Kentucky/Appalachian coal mine poverty is a great American story of resilience, survival, devotion and pride. It is largely forgotten today and shoved on the back burner behind progress. Those hard days are remembered only by some of the families in the same hollers still living out the repeating drama of generations. That is why this book is so important. It takes place in the early days of the great depression when the barebones poverty was at its worse and things hadn’t really changed much since the civil war. No cars, no running water, no phones, no electric lights, no radios, no doctors and a real struggle to just get enough food on the table. What kept people going? Family. “River of Earth” by James Still is narrated by a small boy telling three years in the story of events in the life of his family.

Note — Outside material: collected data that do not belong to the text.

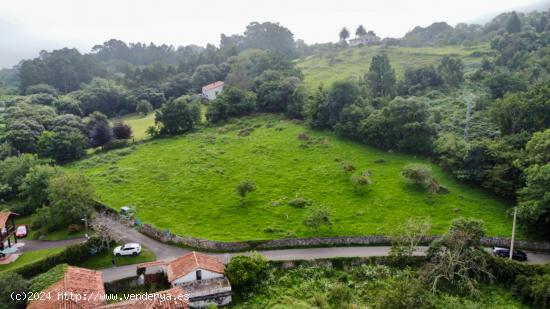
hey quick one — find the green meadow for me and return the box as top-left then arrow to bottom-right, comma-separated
68,114 -> 516,241
296,44 -> 491,89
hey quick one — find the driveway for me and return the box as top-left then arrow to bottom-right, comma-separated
18,238 -> 86,252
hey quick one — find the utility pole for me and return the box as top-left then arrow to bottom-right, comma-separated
510,207 -> 517,260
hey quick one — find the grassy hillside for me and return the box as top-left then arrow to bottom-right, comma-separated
297,44 -> 491,89
68,114 -> 516,241
113,112 -> 156,141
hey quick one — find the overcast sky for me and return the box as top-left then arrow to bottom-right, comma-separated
0,0 -> 548,68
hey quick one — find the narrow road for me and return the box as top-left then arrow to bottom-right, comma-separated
18,238 -> 86,252
98,216 -> 550,282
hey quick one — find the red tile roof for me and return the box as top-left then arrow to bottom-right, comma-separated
137,260 -> 168,269
167,252 -> 225,283
0,211 -> 17,229
97,287 -> 189,309
202,81 -> 224,92
27,266 -> 105,309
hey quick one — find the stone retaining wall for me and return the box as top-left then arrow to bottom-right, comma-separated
137,222 -> 550,252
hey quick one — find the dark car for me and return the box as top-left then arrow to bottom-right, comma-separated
492,247 -> 528,261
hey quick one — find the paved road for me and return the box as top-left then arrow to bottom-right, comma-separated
97,217 -> 550,282
18,238 -> 86,252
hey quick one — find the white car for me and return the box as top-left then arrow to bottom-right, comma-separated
113,243 -> 142,256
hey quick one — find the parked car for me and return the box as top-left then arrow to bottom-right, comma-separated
492,247 -> 528,261
15,225 -> 28,238
113,243 -> 142,256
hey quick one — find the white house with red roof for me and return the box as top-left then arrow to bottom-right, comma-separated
201,81 -> 224,101
137,252 -> 232,308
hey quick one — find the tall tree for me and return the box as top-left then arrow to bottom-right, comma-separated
356,25 -> 367,37
339,27 -> 350,42
155,96 -> 201,135
506,11 -> 522,33
366,53 -> 396,98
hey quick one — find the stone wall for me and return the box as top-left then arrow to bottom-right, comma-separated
137,222 -> 550,252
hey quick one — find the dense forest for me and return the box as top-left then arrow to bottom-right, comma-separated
0,9 -> 549,240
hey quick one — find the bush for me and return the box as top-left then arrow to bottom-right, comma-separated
136,100 -> 153,115
112,121 -> 132,140
102,139 -> 129,151
226,253 -> 269,291
0,272 -> 29,309
401,164 -> 443,194
303,206 -> 332,231
288,196 -> 311,208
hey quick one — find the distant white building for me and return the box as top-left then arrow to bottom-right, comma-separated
201,81 -> 224,101
349,33 -> 381,47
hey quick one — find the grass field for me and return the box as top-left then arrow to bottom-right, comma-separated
296,44 -> 491,89
16,215 -> 86,241
0,247 -> 65,273
68,114 -> 516,241
113,112 -> 156,141
76,246 -> 155,269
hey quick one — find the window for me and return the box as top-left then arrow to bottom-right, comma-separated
196,269 -> 202,280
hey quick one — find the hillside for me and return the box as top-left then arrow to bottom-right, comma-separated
296,44 -> 491,89
68,114 -> 516,241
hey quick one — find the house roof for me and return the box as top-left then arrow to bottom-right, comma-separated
137,260 -> 168,269
97,287 -> 189,309
27,266 -> 106,309
167,252 -> 225,283
202,81 -> 224,92
0,211 -> 18,229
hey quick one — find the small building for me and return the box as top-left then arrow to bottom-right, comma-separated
97,286 -> 189,309
27,266 -> 106,309
0,211 -> 18,251
138,252 -> 232,308
201,81 -> 224,101
349,33 -> 381,47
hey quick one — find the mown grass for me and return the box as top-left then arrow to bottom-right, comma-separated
296,44 -> 491,89
0,247 -> 65,273
76,246 -> 155,269
113,112 -> 156,141
67,114 -> 516,241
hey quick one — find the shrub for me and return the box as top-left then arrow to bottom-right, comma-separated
350,170 -> 372,192
401,164 -> 443,194
102,139 -> 129,151
288,196 -> 311,208
303,206 -> 332,231
236,180 -> 256,205
226,253 -> 269,291
0,272 -> 29,309
327,282 -> 353,307
136,100 -> 153,115
341,161 -> 356,175
112,121 -> 132,140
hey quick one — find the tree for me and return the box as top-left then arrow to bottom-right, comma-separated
52,96 -> 83,116
236,180 -> 256,205
91,214 -> 118,251
163,72 -> 192,98
390,218 -> 431,257
19,165 -> 61,211
37,128 -> 87,162
225,253 -> 268,290
437,56 -> 464,88
325,80 -> 361,128
0,272 -> 29,309
36,173 -> 95,231
426,218 -> 491,296
26,83 -> 59,96
356,25 -> 367,37
85,112 -> 111,147
518,164 -> 550,236
506,11 -> 522,33
75,78 -> 131,116
0,154 -> 42,201
191,64 -> 221,91
207,87 -> 257,123
112,121 -> 133,140
339,27 -> 350,42
155,96 -> 201,135
366,53 -> 396,98
485,72 -> 527,99
136,100 -> 153,115
303,206 -> 332,231
241,22 -> 296,57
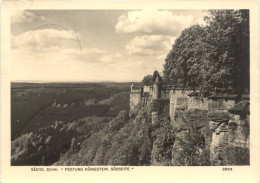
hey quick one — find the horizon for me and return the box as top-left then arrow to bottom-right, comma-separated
11,79 -> 142,83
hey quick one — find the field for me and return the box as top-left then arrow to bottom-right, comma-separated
11,82 -> 139,140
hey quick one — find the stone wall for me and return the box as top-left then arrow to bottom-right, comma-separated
161,91 -> 169,99
169,90 -> 237,122
208,99 -> 236,112
188,97 -> 208,110
167,89 -> 249,165
152,84 -> 160,99
169,90 -> 192,122
129,92 -> 141,113
152,99 -> 169,113
141,92 -> 152,107
151,98 -> 169,124
143,86 -> 153,93
130,87 -> 250,165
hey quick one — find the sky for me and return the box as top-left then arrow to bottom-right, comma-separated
11,10 -> 207,82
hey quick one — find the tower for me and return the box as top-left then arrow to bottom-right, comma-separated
152,74 -> 161,99
131,84 -> 134,92
151,74 -> 161,124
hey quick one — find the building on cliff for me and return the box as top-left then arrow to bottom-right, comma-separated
129,77 -> 250,165
152,74 -> 161,100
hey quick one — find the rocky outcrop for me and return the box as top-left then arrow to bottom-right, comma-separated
171,109 -> 211,166
208,103 -> 250,165
228,114 -> 249,148
208,111 -> 230,165
227,101 -> 250,165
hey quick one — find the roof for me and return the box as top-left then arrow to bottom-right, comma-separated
131,87 -> 140,90
188,91 -> 199,97
228,101 -> 250,115
208,93 -> 239,100
226,94 -> 239,100
154,75 -> 161,84
169,87 -> 196,91
214,93 -> 229,99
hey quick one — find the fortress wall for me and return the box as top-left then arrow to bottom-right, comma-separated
169,90 -> 193,122
161,91 -> 169,98
169,90 -> 238,123
208,99 -> 236,112
130,86 -> 250,165
169,92 -> 175,122
188,97 -> 208,110
129,92 -> 141,112
151,98 -> 169,124
169,88 -> 237,121
152,99 -> 170,113
143,86 -> 152,93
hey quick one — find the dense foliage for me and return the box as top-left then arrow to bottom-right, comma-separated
54,108 -> 153,166
163,10 -> 249,94
11,116 -> 110,165
142,75 -> 153,85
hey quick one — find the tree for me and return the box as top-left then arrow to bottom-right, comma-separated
163,10 -> 249,94
142,75 -> 153,85
172,135 -> 210,166
203,10 -> 249,93
163,25 -> 206,88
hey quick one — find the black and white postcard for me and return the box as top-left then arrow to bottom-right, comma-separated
1,0 -> 259,183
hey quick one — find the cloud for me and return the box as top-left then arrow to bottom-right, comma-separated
12,10 -> 45,24
61,47 -> 105,56
125,35 -> 175,56
12,28 -> 108,65
12,28 -> 81,51
116,10 -> 195,35
85,48 -> 106,54
100,53 -> 122,63
157,54 -> 166,60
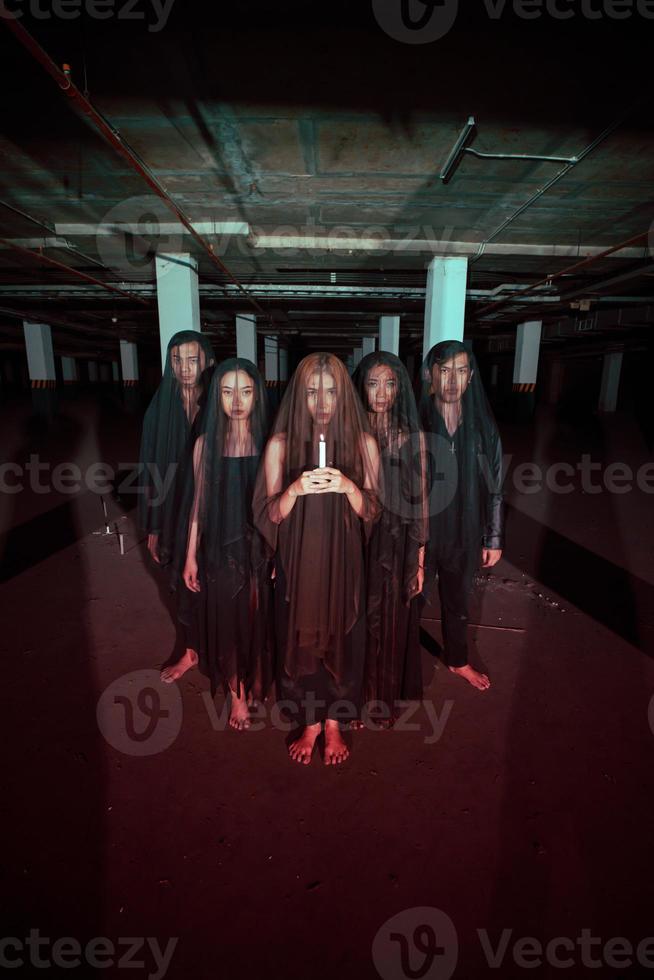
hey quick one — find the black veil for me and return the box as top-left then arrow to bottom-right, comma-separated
137,330 -> 215,551
254,352 -> 381,697
419,340 -> 504,555
353,351 -> 428,708
177,357 -> 272,699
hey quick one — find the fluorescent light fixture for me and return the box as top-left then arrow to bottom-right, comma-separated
439,116 -> 476,184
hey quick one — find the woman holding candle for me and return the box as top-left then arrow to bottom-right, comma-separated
167,357 -> 273,729
254,352 -> 381,765
353,351 -> 428,726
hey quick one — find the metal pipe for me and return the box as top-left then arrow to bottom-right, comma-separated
464,148 -> 578,164
0,237 -> 150,305
470,111 -> 632,266
0,198 -> 109,271
1,12 -> 271,324
475,230 -> 649,319
0,304 -> 122,338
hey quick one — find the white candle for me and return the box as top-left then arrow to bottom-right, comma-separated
318,434 -> 326,468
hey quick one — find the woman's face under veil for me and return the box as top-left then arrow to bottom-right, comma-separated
306,370 -> 337,426
170,341 -> 205,387
365,363 -> 397,414
220,369 -> 255,421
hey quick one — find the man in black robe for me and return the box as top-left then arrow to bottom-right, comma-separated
421,340 -> 504,690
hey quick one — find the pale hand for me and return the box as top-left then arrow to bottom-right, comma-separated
293,470 -> 333,495
482,548 -> 502,567
311,467 -> 352,494
416,565 -> 425,593
147,533 -> 160,564
183,557 -> 201,592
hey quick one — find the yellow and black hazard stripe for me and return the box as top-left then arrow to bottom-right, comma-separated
512,382 -> 536,393
31,379 -> 57,389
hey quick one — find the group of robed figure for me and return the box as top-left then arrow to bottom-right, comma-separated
138,331 -> 504,765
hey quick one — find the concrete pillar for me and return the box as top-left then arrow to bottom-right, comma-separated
88,361 -> 99,383
362,336 -> 376,357
490,364 -> 499,387
512,320 -> 542,391
236,314 -> 257,364
512,320 -> 542,421
100,363 -> 111,383
353,347 -> 363,368
61,356 -> 78,385
23,321 -> 56,385
23,320 -> 56,417
112,361 -> 120,383
422,256 -> 468,357
155,252 -> 201,371
120,340 -> 139,383
598,351 -> 623,413
346,354 -> 354,375
264,335 -> 279,382
379,315 -> 400,355
405,354 -> 416,385
120,339 -> 139,412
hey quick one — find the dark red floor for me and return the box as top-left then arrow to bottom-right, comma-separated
2,390 -> 654,979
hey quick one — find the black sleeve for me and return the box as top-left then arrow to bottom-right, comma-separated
480,421 -> 504,551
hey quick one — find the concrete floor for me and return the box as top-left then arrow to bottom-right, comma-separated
2,389 -> 654,979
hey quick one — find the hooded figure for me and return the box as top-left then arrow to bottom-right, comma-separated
137,330 -> 215,683
254,352 -> 381,765
138,329 -> 215,565
163,358 -> 273,729
353,351 -> 428,724
420,340 -> 504,690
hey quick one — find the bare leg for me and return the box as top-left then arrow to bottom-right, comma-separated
228,684 -> 252,730
288,722 -> 321,764
449,664 -> 491,690
160,648 -> 198,683
324,719 -> 349,765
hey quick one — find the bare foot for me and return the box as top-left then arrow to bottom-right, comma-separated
288,723 -> 321,764
160,648 -> 198,684
228,687 -> 252,731
324,719 -> 349,765
449,664 -> 491,690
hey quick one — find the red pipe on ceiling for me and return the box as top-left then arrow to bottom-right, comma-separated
0,237 -> 150,305
1,10 -> 270,324
475,231 -> 650,319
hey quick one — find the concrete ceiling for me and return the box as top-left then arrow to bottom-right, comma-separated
0,3 -> 652,361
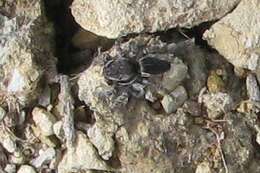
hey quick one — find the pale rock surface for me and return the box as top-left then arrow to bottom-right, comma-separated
87,120 -> 116,160
17,165 -> 36,173
30,148 -> 56,168
161,85 -> 188,113
246,74 -> 260,102
57,131 -> 110,173
71,0 -> 240,38
32,107 -> 57,136
0,0 -> 57,106
204,0 -> 260,70
196,162 -> 212,173
202,92 -> 234,119
161,58 -> 188,92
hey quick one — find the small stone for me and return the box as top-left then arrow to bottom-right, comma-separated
183,101 -> 202,116
246,74 -> 260,102
161,86 -> 188,113
31,148 -> 56,168
10,151 -> 25,164
58,131 -> 110,173
53,121 -> 64,140
4,164 -> 16,173
32,107 -> 57,136
203,92 -> 234,119
207,71 -> 225,93
87,123 -> 115,160
2,136 -> 16,153
196,162 -> 212,173
17,165 -> 36,173
0,106 -> 6,122
162,58 -> 188,92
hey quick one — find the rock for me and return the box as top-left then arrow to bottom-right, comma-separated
53,121 -> 64,140
2,136 -> 16,153
161,85 -> 188,113
87,120 -> 116,160
31,125 -> 59,148
196,162 -> 212,173
30,148 -> 56,168
207,71 -> 225,93
169,39 -> 207,96
58,131 -> 110,173
161,58 -> 188,92
203,0 -> 260,70
0,106 -> 6,122
32,107 -> 57,136
10,151 -> 25,164
4,164 -> 16,173
0,0 -> 56,106
222,112 -> 257,173
71,0 -> 240,38
246,74 -> 260,102
202,92 -> 234,119
17,165 -> 36,173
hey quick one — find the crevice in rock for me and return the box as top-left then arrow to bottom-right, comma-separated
43,0 -> 113,74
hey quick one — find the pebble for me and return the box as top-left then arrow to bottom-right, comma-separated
32,107 -> 57,136
195,161 -> 212,173
4,164 -> 16,173
31,148 -> 56,168
207,71 -> 225,93
162,58 -> 188,92
246,74 -> 260,101
203,92 -> 234,119
17,165 -> 36,173
2,136 -> 17,153
53,121 -> 64,140
161,86 -> 188,113
10,151 -> 25,164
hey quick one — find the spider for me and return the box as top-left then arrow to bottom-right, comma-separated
102,47 -> 171,99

His mom wants the settled life of the rented farm where they can raise chickens and vegetables and have a sense of place. His dad is a coal miner who moves the family from coal camp to coal camp on the hope of some real money but the mines keep cutting back laying off miners. The characters are amazing: Uncle Jolly, Grandma, cousins Harl and Tibb and sister Euely and brother Fotch. James Still was born into this and I suspect much of this book is his own story. It is vivid and real and is one of the forgotten gems of American Literature. Still published the book in 1940, just about the same time as Steinbeck’s “Grapes of Wrath” which got all the great reviews from the critics. With its simple sentences and mountain dialect, “River of Earth” sort of got overlooked.

But taken together, the two books represent the story of demoralizing poverty in the 1930’s. If you have read “Grapes of Wrath,” you owe it to yourself to read “River of Earth.”

“River of Earth” by James Still, Viking Press, New York, 1940...still in print from University of Kentucky Press, available on Amazon.